After he's through dealing with the hairy situation, if he can, Matt still has the home front to take care of.
Production Values
“” (2023) is the third remake of Spain's 2015 “El Desconocido” (Retribution) after Germany's “Don't. Get. Out!” (2018) and South Korea's “Hard Hit” (2021). It was directed by Nimród Antal. It was written by Alberto Marini and Christopher Salmanpour. It stars Liam Neeson, Noma Dumezweni and Matthew Modine. Neeson fits like a glove an age-appropriate role. Modine has a good grip on his villain role, making good use of what screen time he's allotted. Dumezweni plays Angela Brickmann, a self-possessed and competent black woman, the top dawg in Europol the agency of jurisdiction. As such she twists the tension tighter when it becomes evident that her looser Afro time sense prevents her from getting her head around the true villain's tight timing in a country—Germany—where “the trains all run on time.” Everybody already thinks Matt is the culprit, and now this! She's not going to be expending precious agency resources looking for some other mad bomber when they've already got him. Being a mother, rather, she'll go home and look after her pickaninnies. It's reminiscent of Anderson's “peculiarly American notion, always being indirectly repeated in newspapers, magazines and books. Back of it was an insane, wishy-washy philosophy of life. ‘All things work together for good. God's in his heaven, all's right with the world. All men are created free and equal.’ ¶“What an ungodly lot of meaningless sayings drummed into the ears of men and women trying to live their lives!” (208-9). The movie versions from the other countries will undoubtedly employ different casting types.

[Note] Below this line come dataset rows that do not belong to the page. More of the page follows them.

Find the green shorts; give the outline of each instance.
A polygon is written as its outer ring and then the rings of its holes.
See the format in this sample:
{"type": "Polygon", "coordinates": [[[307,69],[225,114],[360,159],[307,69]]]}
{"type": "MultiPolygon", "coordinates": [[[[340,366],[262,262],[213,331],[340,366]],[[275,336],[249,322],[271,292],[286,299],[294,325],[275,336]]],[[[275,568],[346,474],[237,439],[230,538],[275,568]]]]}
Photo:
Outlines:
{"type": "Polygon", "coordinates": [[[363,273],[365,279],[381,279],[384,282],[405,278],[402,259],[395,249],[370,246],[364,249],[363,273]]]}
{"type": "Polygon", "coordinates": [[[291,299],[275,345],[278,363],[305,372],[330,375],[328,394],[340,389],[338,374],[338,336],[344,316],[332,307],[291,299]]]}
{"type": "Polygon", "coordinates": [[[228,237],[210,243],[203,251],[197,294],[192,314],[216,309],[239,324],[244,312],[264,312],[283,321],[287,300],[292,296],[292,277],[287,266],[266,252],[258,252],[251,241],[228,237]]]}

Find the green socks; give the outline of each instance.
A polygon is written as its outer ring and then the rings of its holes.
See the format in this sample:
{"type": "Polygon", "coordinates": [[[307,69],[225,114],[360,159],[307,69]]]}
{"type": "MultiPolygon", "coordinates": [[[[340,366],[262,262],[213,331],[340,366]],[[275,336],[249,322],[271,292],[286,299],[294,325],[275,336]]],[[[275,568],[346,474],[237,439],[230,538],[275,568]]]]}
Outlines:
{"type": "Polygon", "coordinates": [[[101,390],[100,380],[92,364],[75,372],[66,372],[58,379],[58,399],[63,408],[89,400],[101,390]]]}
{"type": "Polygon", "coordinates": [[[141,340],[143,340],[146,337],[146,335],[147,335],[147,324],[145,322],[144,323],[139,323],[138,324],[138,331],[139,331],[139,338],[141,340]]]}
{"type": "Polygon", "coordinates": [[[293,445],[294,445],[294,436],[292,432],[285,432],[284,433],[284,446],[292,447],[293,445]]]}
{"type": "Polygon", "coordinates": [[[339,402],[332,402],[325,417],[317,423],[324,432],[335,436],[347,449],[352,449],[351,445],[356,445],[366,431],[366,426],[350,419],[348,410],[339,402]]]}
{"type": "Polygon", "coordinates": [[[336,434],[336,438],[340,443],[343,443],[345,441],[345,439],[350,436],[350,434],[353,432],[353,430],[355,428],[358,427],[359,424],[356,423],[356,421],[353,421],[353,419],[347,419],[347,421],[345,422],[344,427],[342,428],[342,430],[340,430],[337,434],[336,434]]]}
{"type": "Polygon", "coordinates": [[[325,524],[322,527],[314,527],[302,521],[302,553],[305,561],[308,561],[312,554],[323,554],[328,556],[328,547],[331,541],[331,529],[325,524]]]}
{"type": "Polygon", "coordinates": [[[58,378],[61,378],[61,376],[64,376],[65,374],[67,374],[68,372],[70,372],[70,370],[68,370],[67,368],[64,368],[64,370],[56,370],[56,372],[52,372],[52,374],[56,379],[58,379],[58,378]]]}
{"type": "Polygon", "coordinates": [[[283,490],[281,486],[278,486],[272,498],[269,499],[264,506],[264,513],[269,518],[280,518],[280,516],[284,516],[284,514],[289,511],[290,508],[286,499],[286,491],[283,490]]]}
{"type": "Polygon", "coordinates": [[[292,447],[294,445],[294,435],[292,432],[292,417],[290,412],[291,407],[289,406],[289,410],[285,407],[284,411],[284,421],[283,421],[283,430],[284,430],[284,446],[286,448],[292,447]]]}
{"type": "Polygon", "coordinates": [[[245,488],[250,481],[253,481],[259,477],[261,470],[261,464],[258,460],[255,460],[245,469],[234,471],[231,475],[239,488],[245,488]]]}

MPAA rated it R for some language and violence. The background score deserves special mention. Flavio Labiano had sharp camera work. Steven Mirkovich's editing was tight and on the ball. The plot unfortunately had more holes in it than Swiss cheese; could have used consultants aplenty. It was filmed on location in Mitte, Berlin, Germany. Runtime is 1½ hours.
Review Conclusion w/a Christian's Recommendation
If you like Neeson action flicks, this one is not past age. That guy never quits. He's got family troubles here due to his neglect, but he has a nice change of heart and his wife & kids respond. It's worth the short viewing time.
Movie Ratings
Action factor: Well done action flick. Suitability For Children: Not Suitable for Children of Any Age. Special effects: Average special effects. Video Occasion: Fit For a Friday Evening. Suspense: Keeps you on the edge of your seat. Overall movie rating: Three and a half stars out of five.
Works Cited
Scripture was quoted from the King James Version of 1611, rev. 1769. Software.
Anderson, Sherwood. Many Marriages. University of Oregon, English Department, circa 1923. Print.
Rogers, Kenny. Songwriter Don Schlitz. “The Gambler.” Lyrics © Sony/ATV Music Pub. LLC. Web.